I’m going to stretch the rules for advice columns that I inherited from Ann Landers a little bit this week. It’s all Facebook’s fault. Recently, as I was reading a remark posted on a friend’s page, I thought to myself, “gosh, I wish that someone would write into FKB with that question.” And then I realized that, well, I could just make that happen.
Writing an advice column is already a pretty presumptuous act — I’m pretty sure that telling folks whom I’ve never met to dump their boyfriends or to stay in low-paying, but satisfying jobs qualifies as hubris. So, I figure that I may as well pile on the hubrisitude by answering a question that I found lying around on Facebook.
Let’s hope that no one notices.
Hey Rev! (that person on Facebook might have said)
A recent Pew Report found that 38 percent of people who identify as atheist/agnostic believe in God or a Universal Spirit. I have to scratch my head at that statistic. If we’re all going to assign our own idiosyncratic meanings to words, then what do they even mean?
- Facebook Friend
Dear Facebook Friend:
I’m so glad that you asked.
Maybe what that Pew survey means is that a name such as “atheist” might be the beginning of a conversation rather than the end of one.
A few years ago, I had the privilege of attending an afternoon workshop with a life coach and transgendered educator by the name of Renata Razza. Razza’s focus that afternoon was on what effective and meaningful ministry with GLBTQ people looks like. He gave my colleagues and me a big bucket of tools from which I draw on to this day. None of those tools were more valuable than a simple but profound piece of advice.
“People,” Razza told us, “are who they say they are.”
In other words, if someone tells you that he is a man, then that’s who he is. If someone tells you that she is a lesbian, then that’s who she is. It is neither helpful nor respectful to start cross-examining such a person to determine if he satisfies your criteria for maleness or if she meets your test for lesbianism. Naming is a vital act for human beings. And honoring the names which people choose for themselves is a profound and empowering act of empathy and of compassion.
It didn’t take long for me to realize that Razza’s words had big implications beyond ministry with GLBTQ folks. Walking with another person during a time of joy or change or learning or loss is made immensely easier when we err on the side of agreeing that such person is who she says she is. Now, that’s not to say that I never dispute the name which someone has chosen for themselves — to the contrary, I will gently but firmly challenge a label such as “unlovable” — but it is to say that we do well when our bias is towards respecting someone’s name or names. If a person says that she is an introvert or a conservative or a feminist or a Christian (or maybe even all of those things), then that’s who she is.

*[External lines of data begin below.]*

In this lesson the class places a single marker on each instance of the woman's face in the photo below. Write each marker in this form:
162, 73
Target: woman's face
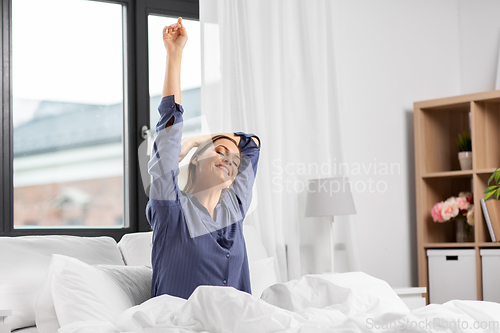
218, 165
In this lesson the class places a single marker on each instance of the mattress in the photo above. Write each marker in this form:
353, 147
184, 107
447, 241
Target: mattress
31, 329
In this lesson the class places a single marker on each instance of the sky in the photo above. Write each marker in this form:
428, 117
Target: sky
72, 51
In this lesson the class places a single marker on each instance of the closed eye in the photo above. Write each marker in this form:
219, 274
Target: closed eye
221, 153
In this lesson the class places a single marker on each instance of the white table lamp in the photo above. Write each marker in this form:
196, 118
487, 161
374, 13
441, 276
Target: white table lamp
329, 197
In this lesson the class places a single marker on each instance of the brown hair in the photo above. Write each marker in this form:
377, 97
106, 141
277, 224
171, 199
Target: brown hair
201, 149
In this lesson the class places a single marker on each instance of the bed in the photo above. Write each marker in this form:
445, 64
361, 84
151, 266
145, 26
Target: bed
79, 296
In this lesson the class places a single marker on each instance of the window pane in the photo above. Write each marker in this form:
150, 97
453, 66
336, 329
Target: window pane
68, 113
190, 72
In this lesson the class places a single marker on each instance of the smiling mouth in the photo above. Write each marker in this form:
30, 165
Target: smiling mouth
223, 167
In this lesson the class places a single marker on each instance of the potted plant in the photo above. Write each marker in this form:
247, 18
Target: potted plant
464, 145
460, 210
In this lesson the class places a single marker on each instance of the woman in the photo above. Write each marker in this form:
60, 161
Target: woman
197, 231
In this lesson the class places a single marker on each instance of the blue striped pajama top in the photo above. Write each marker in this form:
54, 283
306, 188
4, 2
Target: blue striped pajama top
190, 248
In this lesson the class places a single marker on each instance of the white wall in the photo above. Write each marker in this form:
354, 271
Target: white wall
390, 54
479, 26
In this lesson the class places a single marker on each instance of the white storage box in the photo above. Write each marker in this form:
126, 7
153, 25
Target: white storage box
490, 262
452, 275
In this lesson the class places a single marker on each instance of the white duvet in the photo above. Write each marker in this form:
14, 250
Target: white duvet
348, 302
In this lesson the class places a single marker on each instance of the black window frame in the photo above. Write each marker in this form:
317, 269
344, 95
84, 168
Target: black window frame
136, 114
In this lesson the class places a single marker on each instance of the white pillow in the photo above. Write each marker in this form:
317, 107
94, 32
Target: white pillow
25, 260
262, 275
136, 248
76, 291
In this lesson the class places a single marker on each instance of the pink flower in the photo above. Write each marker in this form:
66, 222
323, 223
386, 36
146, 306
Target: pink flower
462, 203
436, 212
470, 216
465, 195
449, 209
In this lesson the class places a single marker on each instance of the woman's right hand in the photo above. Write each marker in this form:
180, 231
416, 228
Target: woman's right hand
190, 142
175, 37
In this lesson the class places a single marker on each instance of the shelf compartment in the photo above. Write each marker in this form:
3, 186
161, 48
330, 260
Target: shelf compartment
447, 245
441, 127
450, 174
440, 189
486, 148
483, 235
485, 171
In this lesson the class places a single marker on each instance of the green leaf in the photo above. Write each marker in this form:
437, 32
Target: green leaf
491, 188
489, 195
491, 178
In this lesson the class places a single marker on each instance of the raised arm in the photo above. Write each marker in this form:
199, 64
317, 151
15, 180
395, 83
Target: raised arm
174, 39
163, 165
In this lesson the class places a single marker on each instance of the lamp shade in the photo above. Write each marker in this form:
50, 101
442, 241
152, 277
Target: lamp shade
329, 197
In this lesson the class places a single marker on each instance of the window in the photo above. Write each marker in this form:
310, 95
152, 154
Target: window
67, 113
190, 73
72, 78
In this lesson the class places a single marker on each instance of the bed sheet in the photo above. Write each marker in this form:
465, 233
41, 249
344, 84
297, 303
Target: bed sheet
348, 302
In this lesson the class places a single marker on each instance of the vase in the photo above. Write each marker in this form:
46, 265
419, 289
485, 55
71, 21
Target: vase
465, 231
465, 158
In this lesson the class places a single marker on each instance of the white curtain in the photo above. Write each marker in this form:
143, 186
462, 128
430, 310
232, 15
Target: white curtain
268, 68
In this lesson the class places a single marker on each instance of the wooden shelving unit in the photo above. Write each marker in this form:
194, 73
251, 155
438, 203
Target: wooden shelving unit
438, 176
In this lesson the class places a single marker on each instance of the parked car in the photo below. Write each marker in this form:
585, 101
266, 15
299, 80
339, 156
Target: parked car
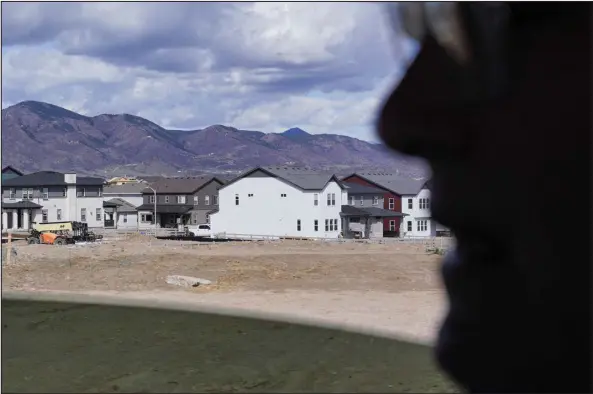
200, 230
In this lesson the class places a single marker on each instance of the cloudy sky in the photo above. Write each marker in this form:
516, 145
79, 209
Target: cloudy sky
324, 67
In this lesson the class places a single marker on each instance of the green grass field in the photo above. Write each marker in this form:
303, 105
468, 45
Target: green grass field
59, 347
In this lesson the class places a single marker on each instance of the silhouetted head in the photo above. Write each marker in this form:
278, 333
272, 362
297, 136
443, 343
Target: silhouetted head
505, 127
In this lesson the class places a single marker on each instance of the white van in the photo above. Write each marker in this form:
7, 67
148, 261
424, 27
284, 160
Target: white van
200, 230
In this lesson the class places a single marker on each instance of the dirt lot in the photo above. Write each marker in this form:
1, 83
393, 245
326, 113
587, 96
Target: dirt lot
392, 288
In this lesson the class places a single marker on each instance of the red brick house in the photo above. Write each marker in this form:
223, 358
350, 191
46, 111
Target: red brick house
394, 187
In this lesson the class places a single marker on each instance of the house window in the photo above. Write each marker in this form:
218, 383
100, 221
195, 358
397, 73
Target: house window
146, 218
422, 225
424, 203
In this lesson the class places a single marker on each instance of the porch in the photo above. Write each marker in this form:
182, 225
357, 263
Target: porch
167, 216
19, 215
365, 222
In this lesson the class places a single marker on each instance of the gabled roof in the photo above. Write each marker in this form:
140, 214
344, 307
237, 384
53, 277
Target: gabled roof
25, 204
50, 178
122, 205
394, 183
184, 185
300, 177
127, 188
179, 209
356, 188
12, 169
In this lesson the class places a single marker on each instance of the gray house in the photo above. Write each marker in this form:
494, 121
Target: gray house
364, 215
179, 201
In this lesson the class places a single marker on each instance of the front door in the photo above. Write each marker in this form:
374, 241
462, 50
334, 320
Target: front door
9, 221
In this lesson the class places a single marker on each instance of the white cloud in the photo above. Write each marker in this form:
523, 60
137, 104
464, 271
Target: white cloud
323, 67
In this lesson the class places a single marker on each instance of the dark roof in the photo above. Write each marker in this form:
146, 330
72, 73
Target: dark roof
301, 177
126, 188
122, 205
12, 169
21, 204
349, 210
165, 208
355, 188
184, 185
50, 178
393, 182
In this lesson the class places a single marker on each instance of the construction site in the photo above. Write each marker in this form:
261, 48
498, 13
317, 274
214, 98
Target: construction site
392, 287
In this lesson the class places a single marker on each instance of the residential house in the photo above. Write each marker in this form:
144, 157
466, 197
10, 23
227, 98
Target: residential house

At St. John’s Cathedral in Spokane, where I serve as a pastor, there are two young people in the youth group who both identify as atheists and who pray to God with an inspiring passion and conviction. I guess I could argue with those youth. I could tell them that they aren’t really atheists. I could insist that, just like me, they are Christians who reject the often anti-intellectual, selfish and bigoted narrative of mainstream Christianity in favor of the generous love of the Gospel.

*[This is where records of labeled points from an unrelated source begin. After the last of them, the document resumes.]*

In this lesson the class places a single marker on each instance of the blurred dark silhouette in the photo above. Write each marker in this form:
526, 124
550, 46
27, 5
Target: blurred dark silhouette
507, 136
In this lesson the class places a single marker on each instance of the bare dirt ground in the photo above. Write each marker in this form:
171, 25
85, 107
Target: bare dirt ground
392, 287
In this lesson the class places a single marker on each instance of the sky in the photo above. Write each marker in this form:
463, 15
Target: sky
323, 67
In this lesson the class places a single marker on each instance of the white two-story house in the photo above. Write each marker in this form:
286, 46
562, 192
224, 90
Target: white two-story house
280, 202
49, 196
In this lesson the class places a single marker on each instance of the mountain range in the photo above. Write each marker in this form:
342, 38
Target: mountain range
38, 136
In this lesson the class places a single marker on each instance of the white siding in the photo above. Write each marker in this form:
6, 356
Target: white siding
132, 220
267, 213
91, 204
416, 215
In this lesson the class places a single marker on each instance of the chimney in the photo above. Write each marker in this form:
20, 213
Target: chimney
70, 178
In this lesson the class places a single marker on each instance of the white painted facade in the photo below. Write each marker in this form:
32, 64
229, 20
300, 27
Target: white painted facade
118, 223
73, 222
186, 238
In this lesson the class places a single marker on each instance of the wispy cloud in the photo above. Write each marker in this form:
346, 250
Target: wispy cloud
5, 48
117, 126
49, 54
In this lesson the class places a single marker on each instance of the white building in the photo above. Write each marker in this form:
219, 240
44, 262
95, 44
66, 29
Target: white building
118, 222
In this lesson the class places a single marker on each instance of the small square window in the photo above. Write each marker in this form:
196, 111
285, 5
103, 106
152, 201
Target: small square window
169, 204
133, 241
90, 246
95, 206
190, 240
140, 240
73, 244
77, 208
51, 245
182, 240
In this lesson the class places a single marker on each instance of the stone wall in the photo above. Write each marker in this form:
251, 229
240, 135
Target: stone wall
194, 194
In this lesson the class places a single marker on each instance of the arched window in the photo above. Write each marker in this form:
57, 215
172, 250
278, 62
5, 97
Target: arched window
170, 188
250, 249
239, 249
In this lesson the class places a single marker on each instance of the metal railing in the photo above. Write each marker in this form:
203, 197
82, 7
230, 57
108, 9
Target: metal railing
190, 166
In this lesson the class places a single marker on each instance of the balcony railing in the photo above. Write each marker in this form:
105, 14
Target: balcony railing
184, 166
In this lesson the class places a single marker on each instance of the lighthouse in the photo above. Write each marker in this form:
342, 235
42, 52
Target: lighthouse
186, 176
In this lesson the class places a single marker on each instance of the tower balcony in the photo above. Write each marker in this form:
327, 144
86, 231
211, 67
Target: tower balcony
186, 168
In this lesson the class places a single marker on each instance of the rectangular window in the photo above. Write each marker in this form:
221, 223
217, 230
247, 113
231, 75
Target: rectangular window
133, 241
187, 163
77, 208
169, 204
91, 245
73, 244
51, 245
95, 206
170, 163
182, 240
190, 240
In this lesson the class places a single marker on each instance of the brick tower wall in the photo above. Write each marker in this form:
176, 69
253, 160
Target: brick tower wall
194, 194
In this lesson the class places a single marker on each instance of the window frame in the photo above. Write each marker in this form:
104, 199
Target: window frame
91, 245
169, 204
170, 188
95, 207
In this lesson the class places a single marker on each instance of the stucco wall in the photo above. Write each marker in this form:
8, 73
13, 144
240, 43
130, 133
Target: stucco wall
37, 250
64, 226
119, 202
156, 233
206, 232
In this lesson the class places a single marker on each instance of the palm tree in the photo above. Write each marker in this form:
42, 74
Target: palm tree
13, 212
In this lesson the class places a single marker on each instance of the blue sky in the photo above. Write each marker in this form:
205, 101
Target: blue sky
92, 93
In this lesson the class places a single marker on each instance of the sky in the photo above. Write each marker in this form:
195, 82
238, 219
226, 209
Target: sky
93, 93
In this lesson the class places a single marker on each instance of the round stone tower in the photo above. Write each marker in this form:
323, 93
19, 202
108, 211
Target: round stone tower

But I don’t do that. I want to respect the name that these two young people have chosen for themselves. I want to be in genuine conversation with them. They say that they are atheists. And, therefore, that’s who they are.

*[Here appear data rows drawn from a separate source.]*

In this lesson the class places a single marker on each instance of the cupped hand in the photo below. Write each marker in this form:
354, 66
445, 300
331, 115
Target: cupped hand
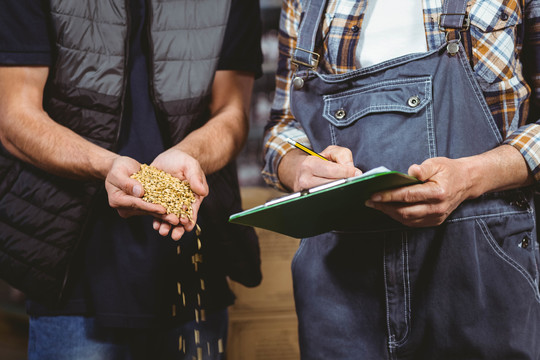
446, 184
125, 194
184, 167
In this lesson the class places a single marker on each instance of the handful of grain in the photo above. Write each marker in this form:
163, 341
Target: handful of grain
162, 188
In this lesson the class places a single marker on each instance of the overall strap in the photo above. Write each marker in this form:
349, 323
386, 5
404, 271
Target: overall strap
304, 54
454, 15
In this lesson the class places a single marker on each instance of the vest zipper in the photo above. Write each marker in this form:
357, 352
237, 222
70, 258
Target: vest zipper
101, 188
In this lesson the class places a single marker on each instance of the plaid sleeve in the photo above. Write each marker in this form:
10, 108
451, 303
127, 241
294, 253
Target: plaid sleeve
527, 138
282, 124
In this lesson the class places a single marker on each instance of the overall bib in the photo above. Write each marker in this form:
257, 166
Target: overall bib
467, 289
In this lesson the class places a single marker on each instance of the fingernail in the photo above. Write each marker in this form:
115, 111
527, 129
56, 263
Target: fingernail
137, 191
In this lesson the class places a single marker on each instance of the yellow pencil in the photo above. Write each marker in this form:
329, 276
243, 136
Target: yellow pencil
305, 149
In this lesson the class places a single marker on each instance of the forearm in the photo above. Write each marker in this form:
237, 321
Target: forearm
499, 169
30, 134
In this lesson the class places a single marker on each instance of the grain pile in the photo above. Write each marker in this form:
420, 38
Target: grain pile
162, 188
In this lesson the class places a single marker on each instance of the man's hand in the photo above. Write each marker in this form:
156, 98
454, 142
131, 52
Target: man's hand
449, 182
183, 166
299, 171
125, 193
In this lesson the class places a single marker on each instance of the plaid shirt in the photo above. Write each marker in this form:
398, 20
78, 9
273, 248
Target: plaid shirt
503, 48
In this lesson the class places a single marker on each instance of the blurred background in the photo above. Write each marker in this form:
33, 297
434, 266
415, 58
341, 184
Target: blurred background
263, 321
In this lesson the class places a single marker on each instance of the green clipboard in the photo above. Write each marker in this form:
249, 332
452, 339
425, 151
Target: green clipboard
332, 206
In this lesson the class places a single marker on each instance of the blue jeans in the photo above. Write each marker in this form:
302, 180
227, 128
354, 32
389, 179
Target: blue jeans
81, 338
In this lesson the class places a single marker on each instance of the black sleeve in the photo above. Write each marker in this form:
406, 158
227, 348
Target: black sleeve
24, 33
241, 48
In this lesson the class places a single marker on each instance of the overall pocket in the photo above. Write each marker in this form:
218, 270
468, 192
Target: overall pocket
513, 249
375, 121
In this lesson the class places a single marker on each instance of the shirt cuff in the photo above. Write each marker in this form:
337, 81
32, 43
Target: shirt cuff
276, 147
527, 140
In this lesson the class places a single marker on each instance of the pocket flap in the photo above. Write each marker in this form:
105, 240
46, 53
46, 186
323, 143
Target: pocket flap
404, 95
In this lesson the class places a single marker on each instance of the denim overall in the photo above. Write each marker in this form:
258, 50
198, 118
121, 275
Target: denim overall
467, 289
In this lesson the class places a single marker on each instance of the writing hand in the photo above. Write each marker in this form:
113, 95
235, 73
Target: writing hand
299, 171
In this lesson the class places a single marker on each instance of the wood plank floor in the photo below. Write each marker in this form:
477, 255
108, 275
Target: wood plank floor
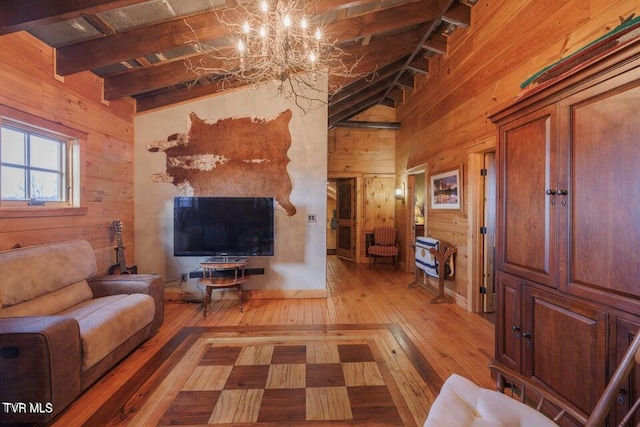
451, 339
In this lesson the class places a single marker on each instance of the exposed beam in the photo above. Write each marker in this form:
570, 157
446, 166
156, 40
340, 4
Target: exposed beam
428, 31
19, 15
381, 52
365, 82
459, 14
138, 42
436, 43
420, 64
355, 109
182, 94
368, 125
347, 103
386, 20
140, 80
406, 80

Jesus tells one parable after another about transgressing boundaries, about nurturing a kingdom in which we listen to and love our neighbors, irrespective of the categories which have been imposed upon them or which they have chosen for themselves. Our calling is to do the same. So, let’s not fret too much when we meet an atheist who believes in God. Instead, let’s take such a meeting as invitation into a place of generous curiosity about that person and about her story.
We may be surprised by just how much a prayerful atheist has to teach us.